In a deal valued at $2.1 billion, Astra would become the first publicly traded company dedicated to delivering satellites into Earth’s orbit. The Alameda, Calif.-based rocket-maker intends to go public through a merger with a blank-check company, or what’s known as a special purpose acquisition company (SPAC) that acts as a financial vehicle to bypasses the traditional IPO process.
“We’re seeing hundreds of companies that want to get from anywhere on Earth to anywhere in space on their schedule – not wait years to get a lot of things to one place,” said founder and chef executive Chris Kemp in an interview with CNBC’s “Squawk Box” on Tuesday. “So we’re really focused on building a much smaller rocket, produced in much higher volume, launched from a much larger number of locations.”

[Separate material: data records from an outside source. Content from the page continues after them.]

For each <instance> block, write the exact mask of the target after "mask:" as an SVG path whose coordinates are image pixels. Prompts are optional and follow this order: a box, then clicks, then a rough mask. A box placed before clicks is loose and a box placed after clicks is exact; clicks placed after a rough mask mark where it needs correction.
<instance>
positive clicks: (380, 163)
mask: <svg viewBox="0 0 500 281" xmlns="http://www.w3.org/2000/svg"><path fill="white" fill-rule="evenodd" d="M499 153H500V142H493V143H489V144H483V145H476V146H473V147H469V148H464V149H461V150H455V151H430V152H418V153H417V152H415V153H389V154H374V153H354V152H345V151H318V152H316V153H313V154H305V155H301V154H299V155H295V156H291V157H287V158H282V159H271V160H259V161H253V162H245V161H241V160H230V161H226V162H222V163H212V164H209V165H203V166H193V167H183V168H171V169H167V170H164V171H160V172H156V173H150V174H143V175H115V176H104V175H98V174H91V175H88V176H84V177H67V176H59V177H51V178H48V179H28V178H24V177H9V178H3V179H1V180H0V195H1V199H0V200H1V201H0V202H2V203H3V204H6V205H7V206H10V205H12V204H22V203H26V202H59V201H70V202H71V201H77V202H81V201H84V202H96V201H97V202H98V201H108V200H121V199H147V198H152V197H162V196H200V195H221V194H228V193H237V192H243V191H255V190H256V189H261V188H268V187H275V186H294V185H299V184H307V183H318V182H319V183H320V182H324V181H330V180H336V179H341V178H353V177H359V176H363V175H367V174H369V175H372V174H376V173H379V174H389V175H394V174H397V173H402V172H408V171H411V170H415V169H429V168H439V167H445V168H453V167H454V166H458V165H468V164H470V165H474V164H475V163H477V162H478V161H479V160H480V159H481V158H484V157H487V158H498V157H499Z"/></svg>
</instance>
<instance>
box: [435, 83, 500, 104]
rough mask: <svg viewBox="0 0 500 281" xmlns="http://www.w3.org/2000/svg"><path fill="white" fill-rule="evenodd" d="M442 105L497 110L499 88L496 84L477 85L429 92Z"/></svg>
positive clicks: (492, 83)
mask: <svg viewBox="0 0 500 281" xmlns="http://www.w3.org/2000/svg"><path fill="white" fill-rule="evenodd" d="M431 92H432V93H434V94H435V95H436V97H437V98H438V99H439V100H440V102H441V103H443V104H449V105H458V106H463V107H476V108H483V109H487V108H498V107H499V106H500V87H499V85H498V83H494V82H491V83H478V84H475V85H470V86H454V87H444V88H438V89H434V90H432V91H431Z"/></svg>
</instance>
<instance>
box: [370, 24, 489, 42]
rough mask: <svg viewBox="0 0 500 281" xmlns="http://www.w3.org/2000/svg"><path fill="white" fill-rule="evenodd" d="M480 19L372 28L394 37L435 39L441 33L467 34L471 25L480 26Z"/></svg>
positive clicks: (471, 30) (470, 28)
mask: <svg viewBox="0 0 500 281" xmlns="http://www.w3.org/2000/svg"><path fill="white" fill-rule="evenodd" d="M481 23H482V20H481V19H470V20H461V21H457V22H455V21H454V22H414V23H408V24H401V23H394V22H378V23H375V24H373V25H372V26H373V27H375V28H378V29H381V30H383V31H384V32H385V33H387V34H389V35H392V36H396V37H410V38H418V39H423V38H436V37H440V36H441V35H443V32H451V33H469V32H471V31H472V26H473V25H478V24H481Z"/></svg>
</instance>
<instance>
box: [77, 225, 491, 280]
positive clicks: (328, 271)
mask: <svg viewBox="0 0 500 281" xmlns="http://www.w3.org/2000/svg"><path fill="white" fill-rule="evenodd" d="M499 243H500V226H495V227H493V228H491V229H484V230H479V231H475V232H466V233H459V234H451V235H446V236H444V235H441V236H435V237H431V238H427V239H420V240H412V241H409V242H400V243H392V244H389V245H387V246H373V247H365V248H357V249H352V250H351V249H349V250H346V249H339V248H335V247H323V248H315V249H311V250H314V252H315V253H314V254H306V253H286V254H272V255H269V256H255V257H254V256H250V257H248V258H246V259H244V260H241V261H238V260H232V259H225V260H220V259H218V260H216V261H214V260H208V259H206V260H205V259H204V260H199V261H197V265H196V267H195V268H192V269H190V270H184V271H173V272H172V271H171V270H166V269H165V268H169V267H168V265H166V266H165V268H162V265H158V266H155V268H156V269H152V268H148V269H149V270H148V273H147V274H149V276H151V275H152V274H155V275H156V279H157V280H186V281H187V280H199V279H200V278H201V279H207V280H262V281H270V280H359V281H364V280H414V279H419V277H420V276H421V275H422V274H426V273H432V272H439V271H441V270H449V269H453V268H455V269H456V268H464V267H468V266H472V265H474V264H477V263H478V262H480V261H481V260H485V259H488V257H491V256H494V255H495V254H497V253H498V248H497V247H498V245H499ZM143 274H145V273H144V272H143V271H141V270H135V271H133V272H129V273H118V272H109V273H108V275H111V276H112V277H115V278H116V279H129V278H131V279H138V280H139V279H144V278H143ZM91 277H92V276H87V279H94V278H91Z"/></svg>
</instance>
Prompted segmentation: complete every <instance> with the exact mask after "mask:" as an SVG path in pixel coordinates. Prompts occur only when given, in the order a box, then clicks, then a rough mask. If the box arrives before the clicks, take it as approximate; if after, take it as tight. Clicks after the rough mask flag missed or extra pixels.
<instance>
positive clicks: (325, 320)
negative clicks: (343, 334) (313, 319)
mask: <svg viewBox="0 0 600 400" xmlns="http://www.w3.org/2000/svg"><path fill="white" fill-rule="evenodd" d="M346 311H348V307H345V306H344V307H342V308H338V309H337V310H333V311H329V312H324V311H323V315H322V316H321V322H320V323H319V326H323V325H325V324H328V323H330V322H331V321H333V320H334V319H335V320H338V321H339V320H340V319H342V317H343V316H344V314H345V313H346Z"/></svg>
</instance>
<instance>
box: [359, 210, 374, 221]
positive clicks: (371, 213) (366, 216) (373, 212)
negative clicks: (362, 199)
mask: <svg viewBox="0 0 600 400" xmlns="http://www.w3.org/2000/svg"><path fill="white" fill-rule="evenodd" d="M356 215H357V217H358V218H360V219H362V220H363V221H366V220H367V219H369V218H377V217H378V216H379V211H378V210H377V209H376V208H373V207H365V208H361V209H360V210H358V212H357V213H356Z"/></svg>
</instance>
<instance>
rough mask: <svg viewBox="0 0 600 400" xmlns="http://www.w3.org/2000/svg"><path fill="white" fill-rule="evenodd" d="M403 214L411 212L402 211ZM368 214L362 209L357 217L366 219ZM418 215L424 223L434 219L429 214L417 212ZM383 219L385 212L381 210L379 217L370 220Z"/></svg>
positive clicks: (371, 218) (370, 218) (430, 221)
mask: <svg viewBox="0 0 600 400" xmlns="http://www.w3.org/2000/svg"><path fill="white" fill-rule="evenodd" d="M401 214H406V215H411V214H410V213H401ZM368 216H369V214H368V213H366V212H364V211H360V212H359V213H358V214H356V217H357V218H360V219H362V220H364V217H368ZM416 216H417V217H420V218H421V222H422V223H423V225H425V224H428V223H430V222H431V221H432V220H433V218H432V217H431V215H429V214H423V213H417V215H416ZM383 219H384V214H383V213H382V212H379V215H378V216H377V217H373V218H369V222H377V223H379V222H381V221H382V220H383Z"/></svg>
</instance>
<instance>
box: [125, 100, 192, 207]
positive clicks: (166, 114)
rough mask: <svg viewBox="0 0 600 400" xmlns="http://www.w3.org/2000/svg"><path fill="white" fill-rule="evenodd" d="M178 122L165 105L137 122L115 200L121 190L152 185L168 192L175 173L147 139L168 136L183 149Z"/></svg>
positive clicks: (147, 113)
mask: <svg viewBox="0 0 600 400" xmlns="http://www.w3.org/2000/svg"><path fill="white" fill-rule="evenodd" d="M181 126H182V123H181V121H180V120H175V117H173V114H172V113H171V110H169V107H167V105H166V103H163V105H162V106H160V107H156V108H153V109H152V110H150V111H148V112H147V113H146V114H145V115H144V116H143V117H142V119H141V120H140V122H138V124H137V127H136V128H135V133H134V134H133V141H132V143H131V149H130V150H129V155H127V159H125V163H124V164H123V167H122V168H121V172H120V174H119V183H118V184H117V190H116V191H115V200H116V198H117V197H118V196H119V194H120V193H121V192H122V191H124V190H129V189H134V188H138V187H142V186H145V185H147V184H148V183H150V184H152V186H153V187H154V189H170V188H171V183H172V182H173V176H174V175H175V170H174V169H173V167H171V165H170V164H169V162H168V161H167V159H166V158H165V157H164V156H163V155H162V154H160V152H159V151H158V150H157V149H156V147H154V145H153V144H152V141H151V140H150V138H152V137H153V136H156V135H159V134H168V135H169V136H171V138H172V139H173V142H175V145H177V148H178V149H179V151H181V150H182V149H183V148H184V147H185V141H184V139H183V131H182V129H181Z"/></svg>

Kemp, the former NASA chief technology officer for IT, said the deal was the best way to raise significant funding and gain access to public markets.
Astra offers launch services of payloads ranging from 50 to 150 kilograms or as much as 330 pounds, and expects to begin deliveries into space by the end of the year. The company claims it has booked over $150 million in revenue from more than 50 planned launches. NASA and the Defense Department are among the company’s 10 existing customers, Astra said.
In a second test launch from Kodiak in December, Astra’s rocket failed to reach Earth’s orbit after the upper stage engine depleted its fuel seconds too early, preventing the vehicle from reaching orbit velocity. But the company considered the just-shy test flight a success.
Astra aims to differentiate itself in the trillion-dollar market for space commerce by offering smaller, more frequent launches into low Earth orbit.
Craig McCaw, the telecommunications investor partnering with Astra through his SPAC Holicity said in a news release Tuesday that “Astra’s space platform will further improve our communications, help us protect our planet, and unleash entrepreneurs to launch a new generation of services to enhance our lives.”
Shares of Holicity surged by about 40% Tuesday.
The announcement follows the successful launch and docking of the SpaceX Crew Dragon with the International Space Station in November, a pioneering mission that officially marked the first time a privately owned and operated spacecraft certified by NASA made the trip with astronauts aboard.
NASA’s collaboration with SpaceX also represented the next evolution in human spaceflight, as the government works with private companies to design and build spacecraft and rockets. SpaceX, too, seemed to solidify its standing within the space industry, graduating from the status of an upstart rocket company founded by Elon Musk to a significant NASA partner, heightening popular and business interests in commercial space travel
Astra said it expects the deal to close in the second quarter, pending regulatory and shareholder approvals. Listed on the Nasdaq, the company will trade under the ticker symbol ASTR.